Socrates Sculpture Park's newest exhibition is a solo show featuring Guadalupe Maravilla’s "Planeta Abuelx," rooted in ancestral and Indigenous practices of holistic healing. It expands upon the idea of Mother Earth by paying homage to our elders as not only a vulnerable group lost to COVID-19 but as keepers of curative ancestral knowledge passed down through generations.

"Retablo Billboard" first greets visitors to the park as a devotional painting made with Daniel Vilchis, a fourth-generation Mexican artist whom the artist met when retracing his migration. The painting depicts the casting process used to create the "Disease Thrower" sculptures (below), along with some of the symbolic materials that are part of the installation, including twisting gourds and ears of corn in the ancestral/medicinal garden.

"Tripa Chuca" is hard to miss—a tall sculpture paired with two separate lines on the earth that create an ephemeral ground drawing plays on a game from Maravilla's childhood called "rotting guts" where players simultaneously draw lines that never touch. The lines, which represent two individual life journeys, are located inside a circle of medicinal plants.

"Disease Throwers (#13, #14) Installation," surround "Tripa Chuca" and reflect experiences of illness and migration. The towering, totemic, twisting forms recall coral formations and are constructed primarily from recycled aluminum-cast water-expanding gel beads and stainless steel tubing. The sculptures feature two large gongs activated during sound baths and various symbolic elements, including cast fruits, vegetables, decorative dishes, and other aluminum parts relating to the artist’s personal healing journey. These two shrine-like, instrumental structures create the central element of the exhibition’s altar-space.

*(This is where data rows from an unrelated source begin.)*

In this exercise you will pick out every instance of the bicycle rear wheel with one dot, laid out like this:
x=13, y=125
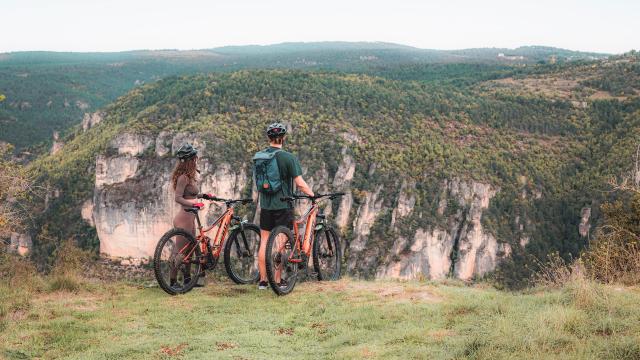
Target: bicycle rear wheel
x=176, y=262
x=327, y=256
x=241, y=254
x=280, y=248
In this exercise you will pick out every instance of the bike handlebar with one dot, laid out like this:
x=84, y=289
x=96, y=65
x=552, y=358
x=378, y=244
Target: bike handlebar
x=312, y=198
x=230, y=201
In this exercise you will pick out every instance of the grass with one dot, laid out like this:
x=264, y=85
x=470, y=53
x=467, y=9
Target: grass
x=342, y=320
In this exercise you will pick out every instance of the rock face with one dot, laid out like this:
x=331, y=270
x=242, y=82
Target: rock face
x=90, y=119
x=20, y=243
x=133, y=206
x=133, y=202
x=462, y=248
x=585, y=225
x=57, y=144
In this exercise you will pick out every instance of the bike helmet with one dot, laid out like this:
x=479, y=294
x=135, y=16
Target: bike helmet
x=186, y=151
x=276, y=130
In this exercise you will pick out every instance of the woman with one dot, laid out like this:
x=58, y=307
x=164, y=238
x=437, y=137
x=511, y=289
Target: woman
x=185, y=185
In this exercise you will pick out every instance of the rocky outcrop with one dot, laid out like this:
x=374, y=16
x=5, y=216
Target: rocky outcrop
x=57, y=143
x=20, y=243
x=133, y=204
x=342, y=182
x=90, y=119
x=585, y=224
x=462, y=248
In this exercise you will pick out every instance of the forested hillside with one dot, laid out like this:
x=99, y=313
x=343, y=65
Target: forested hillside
x=49, y=92
x=544, y=141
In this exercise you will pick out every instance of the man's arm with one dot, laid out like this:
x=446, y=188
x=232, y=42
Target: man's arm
x=302, y=185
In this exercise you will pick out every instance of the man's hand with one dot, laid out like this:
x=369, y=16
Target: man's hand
x=198, y=205
x=302, y=185
x=207, y=196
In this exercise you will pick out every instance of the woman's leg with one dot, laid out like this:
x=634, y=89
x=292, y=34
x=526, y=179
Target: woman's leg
x=184, y=221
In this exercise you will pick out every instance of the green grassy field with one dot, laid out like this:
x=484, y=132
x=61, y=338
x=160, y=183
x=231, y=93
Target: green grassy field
x=342, y=320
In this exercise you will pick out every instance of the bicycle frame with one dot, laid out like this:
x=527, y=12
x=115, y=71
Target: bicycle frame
x=223, y=221
x=304, y=244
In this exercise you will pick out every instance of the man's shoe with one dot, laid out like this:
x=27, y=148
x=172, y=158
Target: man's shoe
x=200, y=281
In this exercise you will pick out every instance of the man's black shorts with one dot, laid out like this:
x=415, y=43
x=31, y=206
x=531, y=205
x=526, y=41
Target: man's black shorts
x=269, y=219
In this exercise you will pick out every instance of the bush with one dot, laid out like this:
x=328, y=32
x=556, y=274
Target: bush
x=17, y=272
x=64, y=282
x=614, y=254
x=557, y=272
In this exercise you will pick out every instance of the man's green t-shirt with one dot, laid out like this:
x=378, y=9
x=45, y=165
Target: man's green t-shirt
x=289, y=167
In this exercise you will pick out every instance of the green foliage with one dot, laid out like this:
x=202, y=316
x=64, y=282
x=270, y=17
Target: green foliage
x=423, y=131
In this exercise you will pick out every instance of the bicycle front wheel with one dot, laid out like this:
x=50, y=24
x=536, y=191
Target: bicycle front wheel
x=176, y=262
x=327, y=256
x=282, y=268
x=241, y=254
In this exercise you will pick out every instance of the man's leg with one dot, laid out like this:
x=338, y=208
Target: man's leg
x=262, y=254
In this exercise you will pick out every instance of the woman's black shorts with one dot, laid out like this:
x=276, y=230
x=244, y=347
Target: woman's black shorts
x=269, y=219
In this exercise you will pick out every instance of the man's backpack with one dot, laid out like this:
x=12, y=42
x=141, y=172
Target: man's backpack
x=266, y=174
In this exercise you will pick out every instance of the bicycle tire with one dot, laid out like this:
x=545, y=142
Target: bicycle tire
x=280, y=230
x=333, y=240
x=157, y=262
x=233, y=239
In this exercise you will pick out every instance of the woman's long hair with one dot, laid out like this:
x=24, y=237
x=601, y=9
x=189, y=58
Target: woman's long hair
x=186, y=167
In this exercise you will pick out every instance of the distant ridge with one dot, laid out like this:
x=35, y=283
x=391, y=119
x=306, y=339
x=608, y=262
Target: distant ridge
x=309, y=46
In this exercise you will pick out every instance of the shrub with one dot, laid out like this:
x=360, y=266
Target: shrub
x=614, y=254
x=557, y=272
x=64, y=282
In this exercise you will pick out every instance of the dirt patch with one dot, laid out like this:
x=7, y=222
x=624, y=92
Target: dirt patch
x=284, y=331
x=441, y=334
x=173, y=351
x=221, y=346
x=74, y=301
x=17, y=315
x=391, y=291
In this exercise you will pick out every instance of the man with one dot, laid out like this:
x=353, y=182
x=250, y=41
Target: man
x=275, y=173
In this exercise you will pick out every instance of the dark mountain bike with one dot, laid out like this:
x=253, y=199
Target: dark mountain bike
x=180, y=258
x=288, y=252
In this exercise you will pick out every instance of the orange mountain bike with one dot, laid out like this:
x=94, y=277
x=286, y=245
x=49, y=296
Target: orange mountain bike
x=288, y=252
x=180, y=258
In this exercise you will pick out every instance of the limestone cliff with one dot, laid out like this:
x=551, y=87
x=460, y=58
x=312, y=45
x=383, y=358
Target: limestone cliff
x=133, y=201
x=133, y=206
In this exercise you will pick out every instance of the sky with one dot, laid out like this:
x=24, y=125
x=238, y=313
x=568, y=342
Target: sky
x=610, y=26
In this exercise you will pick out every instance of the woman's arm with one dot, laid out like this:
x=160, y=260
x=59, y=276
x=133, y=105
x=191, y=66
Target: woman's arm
x=183, y=181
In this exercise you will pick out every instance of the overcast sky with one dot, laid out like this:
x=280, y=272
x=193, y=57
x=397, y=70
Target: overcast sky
x=611, y=26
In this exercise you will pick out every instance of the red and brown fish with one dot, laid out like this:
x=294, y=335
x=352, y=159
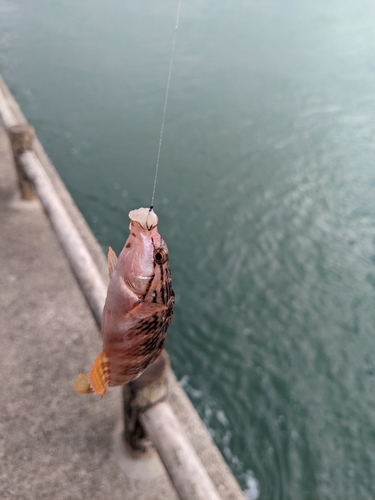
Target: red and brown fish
x=138, y=308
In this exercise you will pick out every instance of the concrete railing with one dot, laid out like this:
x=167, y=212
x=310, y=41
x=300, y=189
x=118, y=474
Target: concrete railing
x=148, y=415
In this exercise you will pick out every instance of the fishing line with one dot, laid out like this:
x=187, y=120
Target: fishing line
x=165, y=103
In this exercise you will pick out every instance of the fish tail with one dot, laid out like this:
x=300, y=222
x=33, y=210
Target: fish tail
x=82, y=384
x=98, y=375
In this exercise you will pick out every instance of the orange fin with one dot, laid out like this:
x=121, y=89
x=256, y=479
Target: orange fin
x=98, y=375
x=82, y=384
x=146, y=309
x=112, y=261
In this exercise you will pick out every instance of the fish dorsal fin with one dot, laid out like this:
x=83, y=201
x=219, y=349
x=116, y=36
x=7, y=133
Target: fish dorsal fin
x=146, y=309
x=112, y=261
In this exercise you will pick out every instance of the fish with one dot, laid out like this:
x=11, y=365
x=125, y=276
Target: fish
x=138, y=308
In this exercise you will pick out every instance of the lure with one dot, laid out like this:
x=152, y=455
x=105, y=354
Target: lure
x=138, y=309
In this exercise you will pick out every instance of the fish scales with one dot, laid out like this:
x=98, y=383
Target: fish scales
x=138, y=309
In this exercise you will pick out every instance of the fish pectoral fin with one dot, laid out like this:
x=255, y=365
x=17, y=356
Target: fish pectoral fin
x=82, y=384
x=112, y=261
x=146, y=309
x=98, y=376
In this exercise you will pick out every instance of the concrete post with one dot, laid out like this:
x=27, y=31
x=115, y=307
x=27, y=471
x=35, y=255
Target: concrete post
x=21, y=138
x=139, y=395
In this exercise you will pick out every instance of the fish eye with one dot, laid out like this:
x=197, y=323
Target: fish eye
x=160, y=256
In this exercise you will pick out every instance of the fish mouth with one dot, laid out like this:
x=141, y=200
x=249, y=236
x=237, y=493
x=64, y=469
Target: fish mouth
x=145, y=217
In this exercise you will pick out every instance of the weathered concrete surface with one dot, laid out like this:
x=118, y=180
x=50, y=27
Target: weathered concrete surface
x=54, y=443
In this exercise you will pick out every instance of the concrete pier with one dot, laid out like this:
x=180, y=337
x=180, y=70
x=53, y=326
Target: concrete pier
x=54, y=443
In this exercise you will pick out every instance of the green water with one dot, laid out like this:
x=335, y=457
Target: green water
x=265, y=198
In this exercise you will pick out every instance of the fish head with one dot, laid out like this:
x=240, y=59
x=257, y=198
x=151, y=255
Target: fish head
x=144, y=251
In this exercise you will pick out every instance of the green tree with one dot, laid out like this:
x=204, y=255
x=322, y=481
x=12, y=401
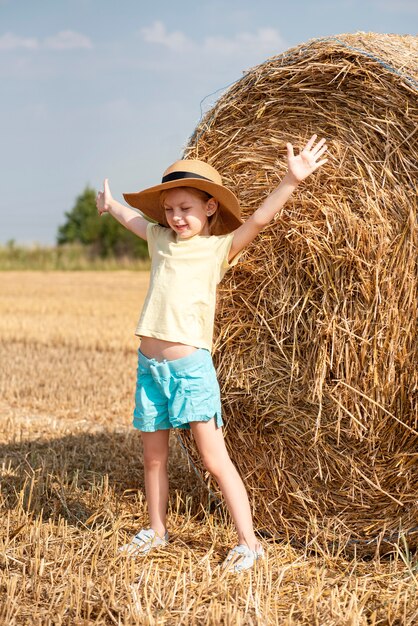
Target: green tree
x=103, y=235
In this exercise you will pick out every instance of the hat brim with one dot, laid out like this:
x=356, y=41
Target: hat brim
x=148, y=200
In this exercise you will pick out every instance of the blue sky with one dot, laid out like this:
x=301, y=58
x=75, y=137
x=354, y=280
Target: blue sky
x=95, y=88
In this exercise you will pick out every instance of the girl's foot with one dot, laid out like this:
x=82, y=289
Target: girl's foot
x=242, y=558
x=143, y=542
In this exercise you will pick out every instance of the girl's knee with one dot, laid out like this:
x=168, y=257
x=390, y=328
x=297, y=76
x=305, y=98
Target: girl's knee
x=216, y=465
x=155, y=451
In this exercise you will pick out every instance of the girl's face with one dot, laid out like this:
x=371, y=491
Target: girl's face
x=187, y=214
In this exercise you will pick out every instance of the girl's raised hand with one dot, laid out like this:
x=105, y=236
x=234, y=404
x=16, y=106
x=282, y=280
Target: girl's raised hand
x=104, y=198
x=302, y=165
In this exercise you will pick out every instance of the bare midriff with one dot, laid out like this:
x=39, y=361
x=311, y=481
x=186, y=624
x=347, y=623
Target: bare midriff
x=159, y=349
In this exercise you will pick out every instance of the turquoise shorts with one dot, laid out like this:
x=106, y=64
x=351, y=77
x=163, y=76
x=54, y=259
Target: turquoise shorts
x=171, y=394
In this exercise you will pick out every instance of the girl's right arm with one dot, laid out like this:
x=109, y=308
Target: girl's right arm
x=128, y=217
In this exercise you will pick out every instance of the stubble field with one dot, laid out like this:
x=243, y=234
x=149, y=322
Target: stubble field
x=72, y=490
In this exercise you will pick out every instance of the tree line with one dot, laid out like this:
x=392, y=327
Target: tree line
x=104, y=236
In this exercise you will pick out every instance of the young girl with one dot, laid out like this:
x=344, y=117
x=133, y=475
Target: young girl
x=197, y=236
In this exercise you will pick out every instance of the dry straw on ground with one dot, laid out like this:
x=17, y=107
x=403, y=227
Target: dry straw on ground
x=316, y=329
x=72, y=490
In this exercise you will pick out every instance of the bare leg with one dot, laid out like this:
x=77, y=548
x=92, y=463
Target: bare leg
x=156, y=477
x=215, y=457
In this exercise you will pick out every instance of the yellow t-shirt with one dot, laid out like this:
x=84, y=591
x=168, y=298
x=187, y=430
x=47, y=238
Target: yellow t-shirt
x=181, y=298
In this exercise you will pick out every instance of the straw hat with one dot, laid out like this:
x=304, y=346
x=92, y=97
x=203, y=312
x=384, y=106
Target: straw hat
x=189, y=173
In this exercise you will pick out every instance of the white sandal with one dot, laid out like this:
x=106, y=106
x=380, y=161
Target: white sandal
x=242, y=558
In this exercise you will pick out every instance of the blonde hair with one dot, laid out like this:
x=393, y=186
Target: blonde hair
x=215, y=221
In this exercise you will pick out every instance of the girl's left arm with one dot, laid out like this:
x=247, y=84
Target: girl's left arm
x=299, y=168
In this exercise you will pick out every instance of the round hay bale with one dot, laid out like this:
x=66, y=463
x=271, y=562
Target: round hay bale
x=316, y=344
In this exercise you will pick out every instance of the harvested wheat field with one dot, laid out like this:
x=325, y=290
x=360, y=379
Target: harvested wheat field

The previously mentioned medicinal garden is part of this installation and includes roses, tobacco and various healing plants and the Three Sisters (corn, squash, beans) that are interspaced with twisting aluminum wires installed to protect the plant beds and as a reference to sacred medicinal plants as well as the artist’s own braided hair, which was cut off as part of a ritual at the beginning of the Covid-19 pandemic.

As part of the exhibition, Maravilla has been offering a series of healing sound baths via portable octagonal steel holders that secure additional gongs played by the artist and sound healers. An aluminum fire pit at the center of the installation is also utilized during sound bath activations. The next one is on August 22 and again on September 4 at 6pm.